Quase chegando ao final do “corredor”, o motorista parou o carro e indicou que deveríamos pagar a taxa de 90 bolívares para sair da Venezuela. O estabelecimento do Órgão Público Federal que recebia essa tarifa era simplesmente um casebre tão arruinado e no meio do nada, que eu duvidei que aquilo fosse oficial. De um guichê, com a pintura toda descascada, do qual não se enxergava o atendente, saiu a mão que pegou nosso dinheiro. Enfim, retiramos o documento de recibo e seguimos. Ao chegarmos, finalmente, perto da fronteira, o motorista parou e tivemos que caminhar, pois ela estava fechada devido a protestos de caminhoneiros. Pegamos as mochilas e começamos a andar. Logo em seguida, entramos em outra casinha xexelenta, para carimbarmos a saída de nossos passaportes e, minutos depois, na Imigración em Maicao, para carimbarmos a entrada na Colômbia. Tínhamos oficialmente deixado a República Bolivariana de Venezuela.

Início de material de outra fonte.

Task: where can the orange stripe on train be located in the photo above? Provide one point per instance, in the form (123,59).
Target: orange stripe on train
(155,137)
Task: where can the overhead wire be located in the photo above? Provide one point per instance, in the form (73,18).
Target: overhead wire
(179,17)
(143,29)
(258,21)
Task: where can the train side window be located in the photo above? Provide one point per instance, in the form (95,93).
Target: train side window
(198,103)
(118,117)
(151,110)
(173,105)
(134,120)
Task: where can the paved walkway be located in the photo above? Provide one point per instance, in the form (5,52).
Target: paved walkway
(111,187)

Saímos do meio do protesto e um rapaz nos abordou e nos levou de táxi, por 25 bolívares, ao deteriorado terminal de ônibus de Maicao para pegarmos o ônibus para Santa Marta.

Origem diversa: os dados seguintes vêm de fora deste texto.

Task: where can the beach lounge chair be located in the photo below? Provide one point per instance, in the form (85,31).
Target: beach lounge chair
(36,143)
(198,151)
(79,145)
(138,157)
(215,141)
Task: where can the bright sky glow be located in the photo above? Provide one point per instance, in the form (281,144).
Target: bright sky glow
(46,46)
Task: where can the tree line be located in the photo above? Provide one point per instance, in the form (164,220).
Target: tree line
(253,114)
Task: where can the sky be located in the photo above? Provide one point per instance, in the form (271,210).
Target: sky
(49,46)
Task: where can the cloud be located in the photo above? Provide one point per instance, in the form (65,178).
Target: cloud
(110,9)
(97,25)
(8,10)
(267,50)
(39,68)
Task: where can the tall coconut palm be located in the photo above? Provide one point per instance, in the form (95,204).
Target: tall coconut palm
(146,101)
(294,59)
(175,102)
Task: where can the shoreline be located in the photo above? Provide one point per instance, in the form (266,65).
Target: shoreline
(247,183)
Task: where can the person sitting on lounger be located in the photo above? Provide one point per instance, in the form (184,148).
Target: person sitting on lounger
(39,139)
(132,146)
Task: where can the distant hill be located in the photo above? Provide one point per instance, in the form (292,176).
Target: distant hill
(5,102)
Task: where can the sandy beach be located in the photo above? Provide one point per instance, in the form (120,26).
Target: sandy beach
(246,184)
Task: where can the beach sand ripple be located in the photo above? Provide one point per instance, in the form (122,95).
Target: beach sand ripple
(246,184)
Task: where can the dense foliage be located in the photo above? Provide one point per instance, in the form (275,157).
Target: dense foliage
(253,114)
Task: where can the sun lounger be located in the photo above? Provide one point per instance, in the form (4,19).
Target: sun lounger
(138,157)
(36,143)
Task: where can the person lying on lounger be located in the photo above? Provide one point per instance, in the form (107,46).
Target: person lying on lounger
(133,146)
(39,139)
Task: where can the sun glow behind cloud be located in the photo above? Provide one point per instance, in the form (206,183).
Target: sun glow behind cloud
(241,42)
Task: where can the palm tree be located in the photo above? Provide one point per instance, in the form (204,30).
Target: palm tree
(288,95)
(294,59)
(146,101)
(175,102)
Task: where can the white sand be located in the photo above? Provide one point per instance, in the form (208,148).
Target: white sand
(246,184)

Para finalizar essa parte do relato, só gostaria de dizer que adorei a Venezuela e voltaria lá, sem dúvida. Ela tem uma natureza linda e preservada, condizendo com a bela frase que eu li ainda na Asosiación Civil Comunidad Indígena Kanaimö, no Parque Nacional da Canaima:

“El ambiente no es uma herencia que recibimos de nuestros ancestros, sino uma cosa que tomamos prestado de nuestros hijos”.